Читать книгу Das Weg ist das Ziel - Max Kohlhaas - Страница 14

Morgen

Оглавление

„Guten Morgen, Herr K., hab' ich mit Ihnen eigentlich schon mal übers Lügen gesprochen?“

Der Alte sitzt an meinem Bett. Er raucht gezwungen entspannt eine Zigarette und ascht in den Ascher, den er auf Höhe meiner Knie aufs Bett gesetzt hat.

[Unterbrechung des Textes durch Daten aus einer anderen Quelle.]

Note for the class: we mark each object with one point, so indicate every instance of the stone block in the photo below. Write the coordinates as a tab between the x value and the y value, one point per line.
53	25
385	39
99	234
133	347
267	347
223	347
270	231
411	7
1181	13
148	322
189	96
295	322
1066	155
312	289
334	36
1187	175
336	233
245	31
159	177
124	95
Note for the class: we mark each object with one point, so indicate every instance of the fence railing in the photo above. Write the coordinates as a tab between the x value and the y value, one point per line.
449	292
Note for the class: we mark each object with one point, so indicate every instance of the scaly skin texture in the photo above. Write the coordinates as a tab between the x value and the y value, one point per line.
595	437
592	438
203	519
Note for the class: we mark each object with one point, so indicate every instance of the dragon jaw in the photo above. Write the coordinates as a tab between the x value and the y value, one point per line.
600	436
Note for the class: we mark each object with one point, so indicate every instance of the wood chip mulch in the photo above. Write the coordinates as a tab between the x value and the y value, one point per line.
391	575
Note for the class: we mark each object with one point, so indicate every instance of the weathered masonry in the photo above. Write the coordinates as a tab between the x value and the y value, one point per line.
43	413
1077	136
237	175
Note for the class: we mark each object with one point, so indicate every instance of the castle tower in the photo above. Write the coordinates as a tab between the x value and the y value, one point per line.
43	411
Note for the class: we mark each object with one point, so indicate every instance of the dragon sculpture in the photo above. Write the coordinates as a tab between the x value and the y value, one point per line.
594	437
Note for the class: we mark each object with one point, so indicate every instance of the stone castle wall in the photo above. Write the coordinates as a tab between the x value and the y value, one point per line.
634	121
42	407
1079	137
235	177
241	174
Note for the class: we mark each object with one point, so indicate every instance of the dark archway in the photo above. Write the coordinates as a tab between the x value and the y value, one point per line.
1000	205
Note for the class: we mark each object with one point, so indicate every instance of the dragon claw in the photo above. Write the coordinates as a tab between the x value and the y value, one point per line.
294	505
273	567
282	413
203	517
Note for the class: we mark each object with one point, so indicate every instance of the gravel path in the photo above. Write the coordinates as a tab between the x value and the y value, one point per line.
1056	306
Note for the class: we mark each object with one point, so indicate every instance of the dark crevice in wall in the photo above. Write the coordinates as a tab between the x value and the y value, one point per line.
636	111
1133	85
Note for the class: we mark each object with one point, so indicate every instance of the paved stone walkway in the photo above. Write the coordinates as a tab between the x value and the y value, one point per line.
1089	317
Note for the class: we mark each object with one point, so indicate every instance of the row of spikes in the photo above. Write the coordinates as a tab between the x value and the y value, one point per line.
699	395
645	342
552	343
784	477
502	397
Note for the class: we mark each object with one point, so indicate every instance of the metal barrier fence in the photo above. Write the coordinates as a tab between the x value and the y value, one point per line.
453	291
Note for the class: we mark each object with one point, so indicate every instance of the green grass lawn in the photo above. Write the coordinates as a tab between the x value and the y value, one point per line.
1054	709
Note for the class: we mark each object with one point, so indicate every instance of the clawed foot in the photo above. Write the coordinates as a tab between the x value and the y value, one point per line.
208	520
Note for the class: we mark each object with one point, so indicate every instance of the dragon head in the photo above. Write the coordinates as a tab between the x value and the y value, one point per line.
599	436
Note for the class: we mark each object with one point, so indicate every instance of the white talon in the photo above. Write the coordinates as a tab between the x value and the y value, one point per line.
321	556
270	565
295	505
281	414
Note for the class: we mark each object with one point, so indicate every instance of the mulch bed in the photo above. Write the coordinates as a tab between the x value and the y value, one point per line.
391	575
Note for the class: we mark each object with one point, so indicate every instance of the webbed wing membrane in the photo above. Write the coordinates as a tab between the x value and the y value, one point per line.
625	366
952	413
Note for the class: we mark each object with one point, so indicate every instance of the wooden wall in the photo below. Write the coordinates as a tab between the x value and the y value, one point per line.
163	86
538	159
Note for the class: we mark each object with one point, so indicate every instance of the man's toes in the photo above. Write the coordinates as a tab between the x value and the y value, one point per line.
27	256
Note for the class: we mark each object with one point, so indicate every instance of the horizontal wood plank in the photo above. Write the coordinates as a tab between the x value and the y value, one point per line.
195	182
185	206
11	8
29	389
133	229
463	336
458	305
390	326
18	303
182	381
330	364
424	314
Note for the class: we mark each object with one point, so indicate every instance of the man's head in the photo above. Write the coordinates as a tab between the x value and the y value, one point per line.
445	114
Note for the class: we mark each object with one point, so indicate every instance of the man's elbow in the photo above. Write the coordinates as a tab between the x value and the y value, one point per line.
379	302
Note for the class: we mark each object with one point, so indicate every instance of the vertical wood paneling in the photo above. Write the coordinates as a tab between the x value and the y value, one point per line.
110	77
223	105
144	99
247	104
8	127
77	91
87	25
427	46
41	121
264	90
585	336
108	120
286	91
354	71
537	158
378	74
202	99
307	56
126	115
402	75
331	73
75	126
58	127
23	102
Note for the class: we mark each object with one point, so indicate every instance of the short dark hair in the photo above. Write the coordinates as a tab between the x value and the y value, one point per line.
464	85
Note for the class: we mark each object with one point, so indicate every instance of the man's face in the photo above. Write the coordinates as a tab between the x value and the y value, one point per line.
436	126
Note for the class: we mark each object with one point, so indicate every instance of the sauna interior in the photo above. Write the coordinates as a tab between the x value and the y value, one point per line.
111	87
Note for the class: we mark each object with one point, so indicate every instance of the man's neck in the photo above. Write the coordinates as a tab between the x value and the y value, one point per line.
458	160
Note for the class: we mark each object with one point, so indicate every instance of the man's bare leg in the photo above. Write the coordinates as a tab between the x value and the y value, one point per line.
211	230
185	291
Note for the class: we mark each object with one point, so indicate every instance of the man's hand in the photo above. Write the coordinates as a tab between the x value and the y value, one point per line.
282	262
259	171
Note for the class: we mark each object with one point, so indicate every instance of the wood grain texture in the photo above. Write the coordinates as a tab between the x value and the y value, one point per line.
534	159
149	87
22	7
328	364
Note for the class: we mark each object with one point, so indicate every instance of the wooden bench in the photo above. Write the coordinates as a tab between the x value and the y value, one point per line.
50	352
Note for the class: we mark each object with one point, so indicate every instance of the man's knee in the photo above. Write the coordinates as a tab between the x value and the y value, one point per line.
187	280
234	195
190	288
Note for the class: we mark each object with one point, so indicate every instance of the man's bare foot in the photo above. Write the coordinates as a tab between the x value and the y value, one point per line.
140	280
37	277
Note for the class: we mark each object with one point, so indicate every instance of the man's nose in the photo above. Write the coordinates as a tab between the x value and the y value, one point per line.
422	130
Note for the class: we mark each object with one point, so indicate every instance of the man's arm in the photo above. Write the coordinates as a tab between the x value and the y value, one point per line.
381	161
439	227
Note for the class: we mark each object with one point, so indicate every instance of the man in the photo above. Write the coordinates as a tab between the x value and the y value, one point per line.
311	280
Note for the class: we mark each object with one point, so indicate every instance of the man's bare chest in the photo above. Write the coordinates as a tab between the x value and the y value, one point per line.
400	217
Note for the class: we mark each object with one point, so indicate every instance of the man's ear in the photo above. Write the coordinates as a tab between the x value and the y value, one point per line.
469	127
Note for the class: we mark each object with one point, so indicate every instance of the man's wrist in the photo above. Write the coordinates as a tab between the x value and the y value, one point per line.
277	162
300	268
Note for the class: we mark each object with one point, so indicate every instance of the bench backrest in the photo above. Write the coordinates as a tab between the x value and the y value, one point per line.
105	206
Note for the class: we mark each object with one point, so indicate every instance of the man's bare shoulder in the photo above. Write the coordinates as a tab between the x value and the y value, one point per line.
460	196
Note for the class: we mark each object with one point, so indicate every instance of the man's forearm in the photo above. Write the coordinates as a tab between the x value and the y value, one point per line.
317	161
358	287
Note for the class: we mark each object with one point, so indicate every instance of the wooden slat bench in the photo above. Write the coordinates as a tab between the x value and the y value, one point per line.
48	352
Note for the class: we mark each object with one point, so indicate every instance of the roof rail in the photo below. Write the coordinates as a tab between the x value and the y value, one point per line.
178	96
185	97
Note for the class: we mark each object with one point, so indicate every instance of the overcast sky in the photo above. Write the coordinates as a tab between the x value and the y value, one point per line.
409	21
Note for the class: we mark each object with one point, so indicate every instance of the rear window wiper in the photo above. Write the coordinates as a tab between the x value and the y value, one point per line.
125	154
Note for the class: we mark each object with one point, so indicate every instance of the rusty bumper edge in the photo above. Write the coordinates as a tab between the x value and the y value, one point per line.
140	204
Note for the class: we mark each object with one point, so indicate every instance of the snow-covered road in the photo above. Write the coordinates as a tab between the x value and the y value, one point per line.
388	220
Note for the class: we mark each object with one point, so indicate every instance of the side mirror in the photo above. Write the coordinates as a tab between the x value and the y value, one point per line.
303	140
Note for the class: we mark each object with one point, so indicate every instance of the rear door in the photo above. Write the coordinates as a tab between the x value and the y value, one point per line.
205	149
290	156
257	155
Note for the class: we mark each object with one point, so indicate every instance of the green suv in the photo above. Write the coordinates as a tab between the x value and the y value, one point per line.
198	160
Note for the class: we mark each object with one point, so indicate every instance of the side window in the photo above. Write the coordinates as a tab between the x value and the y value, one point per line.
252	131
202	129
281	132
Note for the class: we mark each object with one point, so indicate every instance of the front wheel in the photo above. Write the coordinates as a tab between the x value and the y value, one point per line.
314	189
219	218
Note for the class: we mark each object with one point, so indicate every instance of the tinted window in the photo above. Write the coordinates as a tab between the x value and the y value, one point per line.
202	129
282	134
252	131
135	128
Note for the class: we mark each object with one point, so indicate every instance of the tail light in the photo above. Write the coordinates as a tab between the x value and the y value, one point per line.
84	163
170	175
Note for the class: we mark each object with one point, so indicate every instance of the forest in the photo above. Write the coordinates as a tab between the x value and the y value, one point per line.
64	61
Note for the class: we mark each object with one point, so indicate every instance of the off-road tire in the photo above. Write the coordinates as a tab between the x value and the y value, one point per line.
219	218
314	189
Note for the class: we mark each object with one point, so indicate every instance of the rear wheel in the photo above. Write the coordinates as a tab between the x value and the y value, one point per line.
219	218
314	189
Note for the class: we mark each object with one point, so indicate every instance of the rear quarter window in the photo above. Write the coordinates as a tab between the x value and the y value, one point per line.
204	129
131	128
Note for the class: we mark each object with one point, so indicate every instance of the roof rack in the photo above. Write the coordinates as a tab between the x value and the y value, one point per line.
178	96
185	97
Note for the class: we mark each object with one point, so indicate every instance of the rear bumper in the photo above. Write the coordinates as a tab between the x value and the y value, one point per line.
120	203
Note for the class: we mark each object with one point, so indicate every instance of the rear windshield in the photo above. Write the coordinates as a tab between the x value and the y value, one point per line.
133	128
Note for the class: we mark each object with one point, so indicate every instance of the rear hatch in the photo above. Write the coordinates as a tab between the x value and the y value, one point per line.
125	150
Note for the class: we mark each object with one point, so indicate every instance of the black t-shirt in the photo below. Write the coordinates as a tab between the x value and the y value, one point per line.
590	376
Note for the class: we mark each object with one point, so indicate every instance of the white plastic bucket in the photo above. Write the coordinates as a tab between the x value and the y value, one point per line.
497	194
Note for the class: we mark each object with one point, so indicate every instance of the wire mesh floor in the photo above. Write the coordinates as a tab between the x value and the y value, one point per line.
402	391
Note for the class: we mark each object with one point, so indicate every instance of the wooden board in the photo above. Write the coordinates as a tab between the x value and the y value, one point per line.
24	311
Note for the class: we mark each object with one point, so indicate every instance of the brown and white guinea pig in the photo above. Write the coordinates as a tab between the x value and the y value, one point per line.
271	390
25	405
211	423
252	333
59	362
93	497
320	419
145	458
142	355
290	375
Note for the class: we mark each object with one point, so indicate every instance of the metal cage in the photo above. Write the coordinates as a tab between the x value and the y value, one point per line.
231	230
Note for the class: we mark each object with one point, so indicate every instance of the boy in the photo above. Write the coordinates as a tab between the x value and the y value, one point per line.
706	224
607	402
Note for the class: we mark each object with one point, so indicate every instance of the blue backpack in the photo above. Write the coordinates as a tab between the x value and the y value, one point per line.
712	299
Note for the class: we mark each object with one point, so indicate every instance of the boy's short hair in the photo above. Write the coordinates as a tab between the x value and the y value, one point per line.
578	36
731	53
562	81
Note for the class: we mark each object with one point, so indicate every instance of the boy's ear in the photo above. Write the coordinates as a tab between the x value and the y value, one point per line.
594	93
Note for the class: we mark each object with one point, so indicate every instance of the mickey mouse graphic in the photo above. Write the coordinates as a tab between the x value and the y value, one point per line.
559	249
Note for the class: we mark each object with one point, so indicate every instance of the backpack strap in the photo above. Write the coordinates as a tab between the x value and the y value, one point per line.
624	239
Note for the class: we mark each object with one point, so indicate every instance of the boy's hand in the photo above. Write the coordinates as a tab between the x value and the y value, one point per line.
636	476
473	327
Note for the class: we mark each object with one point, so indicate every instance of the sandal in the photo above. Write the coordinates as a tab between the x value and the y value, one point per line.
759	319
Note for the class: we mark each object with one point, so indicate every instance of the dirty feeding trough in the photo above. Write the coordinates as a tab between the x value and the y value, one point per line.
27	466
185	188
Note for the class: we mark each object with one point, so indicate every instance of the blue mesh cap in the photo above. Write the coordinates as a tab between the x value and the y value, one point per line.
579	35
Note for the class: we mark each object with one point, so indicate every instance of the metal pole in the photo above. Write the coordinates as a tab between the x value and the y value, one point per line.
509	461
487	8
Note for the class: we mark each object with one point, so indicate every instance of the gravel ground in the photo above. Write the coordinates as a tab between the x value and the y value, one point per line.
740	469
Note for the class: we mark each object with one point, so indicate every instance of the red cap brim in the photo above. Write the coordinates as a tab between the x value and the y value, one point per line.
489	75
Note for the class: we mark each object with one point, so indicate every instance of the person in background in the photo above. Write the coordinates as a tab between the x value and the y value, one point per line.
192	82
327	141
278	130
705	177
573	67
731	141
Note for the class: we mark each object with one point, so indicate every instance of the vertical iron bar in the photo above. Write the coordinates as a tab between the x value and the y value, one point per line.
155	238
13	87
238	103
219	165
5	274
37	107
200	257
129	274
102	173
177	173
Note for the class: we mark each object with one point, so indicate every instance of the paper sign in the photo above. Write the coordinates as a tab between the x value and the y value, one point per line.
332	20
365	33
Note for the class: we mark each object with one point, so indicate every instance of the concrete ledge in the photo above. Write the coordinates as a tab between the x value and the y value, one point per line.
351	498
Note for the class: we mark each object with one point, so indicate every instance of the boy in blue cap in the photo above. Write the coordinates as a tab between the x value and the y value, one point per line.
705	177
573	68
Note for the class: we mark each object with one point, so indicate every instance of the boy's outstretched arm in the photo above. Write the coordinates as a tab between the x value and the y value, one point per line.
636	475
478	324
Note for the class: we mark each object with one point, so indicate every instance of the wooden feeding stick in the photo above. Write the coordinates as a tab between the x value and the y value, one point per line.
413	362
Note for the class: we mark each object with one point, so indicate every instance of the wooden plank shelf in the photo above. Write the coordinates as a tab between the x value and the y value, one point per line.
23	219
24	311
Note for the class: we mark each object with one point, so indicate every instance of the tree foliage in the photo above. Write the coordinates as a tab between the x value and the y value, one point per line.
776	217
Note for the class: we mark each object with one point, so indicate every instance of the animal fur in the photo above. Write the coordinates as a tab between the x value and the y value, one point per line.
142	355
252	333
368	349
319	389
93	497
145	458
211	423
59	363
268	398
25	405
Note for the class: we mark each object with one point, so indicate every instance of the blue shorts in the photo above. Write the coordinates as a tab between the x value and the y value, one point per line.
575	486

„Wenn ich zum Beispiel „Guten Morgen“ sage, will ich damit bezwecken, dass Sie mir zuhören, aufwachen, die Augen öffnen und mir im Rahmen Ihrer Möglichkeiten zeigen, dass Sie da sind.“

Ich schaue auf seine Zigarette. Er hält sie zwischen Daumen und Mittelfinger. Der Rest seiner Finger ist so weit wie möglich von der Glut gespreizt.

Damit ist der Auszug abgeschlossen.